David Seymour's letter to Epsom residents about an impending Housing New Zealand (HNZ) development has been slammed by the Mental Health Foundation (MHF) which say the letter stigmatises mental health.
However, a resident of the street marked for the development says they asked Seymour to organise the meeting to help them make their voices heard after HNZ was unresponsive.
In a letter to residents, the Epsom MP and Act party leader invited them to voice their concerns at a public meeting and said the development would put pressure on local infrastructure.
He added: "There is also a chance that some of the future residents will have social and mental health issues who will need to have special support measures in place."
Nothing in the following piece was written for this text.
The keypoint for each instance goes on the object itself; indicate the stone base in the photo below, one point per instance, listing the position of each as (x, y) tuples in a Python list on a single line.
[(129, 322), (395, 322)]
HNZ has applied to the Auckland Council to replace a run-down residential building with a five-storey, 25-unit complex on Banff Ave, Epsom.
The public meeting on Thursday was a fiery affair, and Seymour was forced to step in after residents became furious at HNZ officials.
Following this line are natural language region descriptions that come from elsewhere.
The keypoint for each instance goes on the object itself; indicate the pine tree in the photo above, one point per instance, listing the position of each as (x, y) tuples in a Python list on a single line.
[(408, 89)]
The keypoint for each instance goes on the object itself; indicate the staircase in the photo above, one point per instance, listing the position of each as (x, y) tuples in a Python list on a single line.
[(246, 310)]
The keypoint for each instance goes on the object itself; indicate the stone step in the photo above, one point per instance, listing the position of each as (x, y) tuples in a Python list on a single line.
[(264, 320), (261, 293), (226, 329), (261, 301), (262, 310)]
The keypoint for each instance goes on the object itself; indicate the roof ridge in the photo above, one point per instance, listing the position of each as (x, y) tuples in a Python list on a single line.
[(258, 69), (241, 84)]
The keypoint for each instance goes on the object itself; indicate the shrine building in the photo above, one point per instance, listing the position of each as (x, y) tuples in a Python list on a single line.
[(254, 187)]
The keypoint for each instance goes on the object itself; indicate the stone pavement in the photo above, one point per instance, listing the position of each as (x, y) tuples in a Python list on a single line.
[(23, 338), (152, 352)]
Housing Minister Phil Twyford said the Epsom MP was scaremongering by using such language in his invitation to residents.
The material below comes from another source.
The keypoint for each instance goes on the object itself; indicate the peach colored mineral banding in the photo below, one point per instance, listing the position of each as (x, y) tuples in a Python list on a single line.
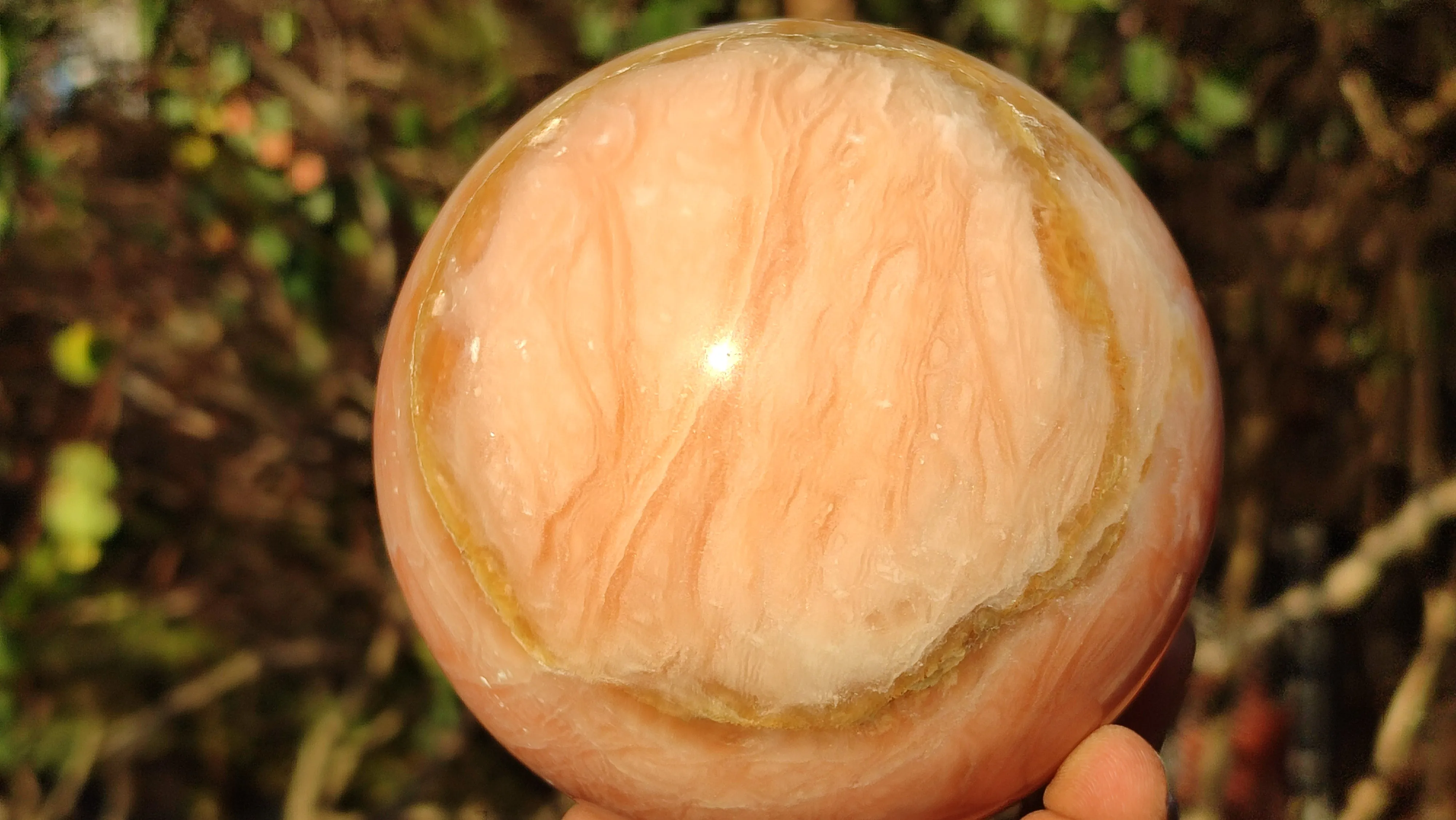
[(797, 420)]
The MHF also criticised Seymour, saying stigma and discrimination were two of the biggest barriers to recovery for people living with mental illness.
"Seymour's letter and comments serve only to reinforce negative stereotypes and portray people living with mental illness as a public nuisance, or something to be feared.
"It is simply irresponsible, incorrect and disrespectful to continue to feed into the misguided and sensationalist narrative that people living with mental health problems are inherently unsafe to be around."
They called on Seymour to retract his letter and comments and to learn more about the reality of living with mental illness, the effects of stigma and discrimination and the importance of being inclusive.
Banff Ave resident Jackie Smith said in a letter addressed to the housing minister that residents of the street had asked Seymour to help fight the complex.
"David didn't initiate this, we did! Not one other MP or councillor turned up!"
"We have lived for the last eight years, with drugs, prostitution, gang-related activity, people being accosted and threatened."
Smith said it was disappointing the letter had been singled out for one mention of mental health when the problem was bigger than that.
"I don't want to keep calling the police on neighbours, I don't want to have to go to court because someone beats up a woman in front of our house, I don't want to see people weeing on a tree in front of our house, I don't want to be threatened with gang violence ...
"I don't want to hear that women and children cannot walk down our street without concern."
Earlier today Twyford was called on by Seymour to front up to the Banff Ave residents and discuss concerns about the development.
"The people of Epsom are decent and kind. However, until now, Housing New Zealand has ignored their concerns about anti-social behaviour at its existing properties.
"If we are to have this social housing development, I will work with the residents of Banff Ave and Housing New Zealand to create a model project which includes appropriate amenities," Seymour said.
Seymour defended the letter, saying sometimes "you need to tell it like it is" and the truth in this case was "that people in this neighbourhood have been victimised by Housing New Zealand".
Housing NZ was not required to notify the neighbourhood about its plans, and some residents complained at the meeting that they had been left out of the loop.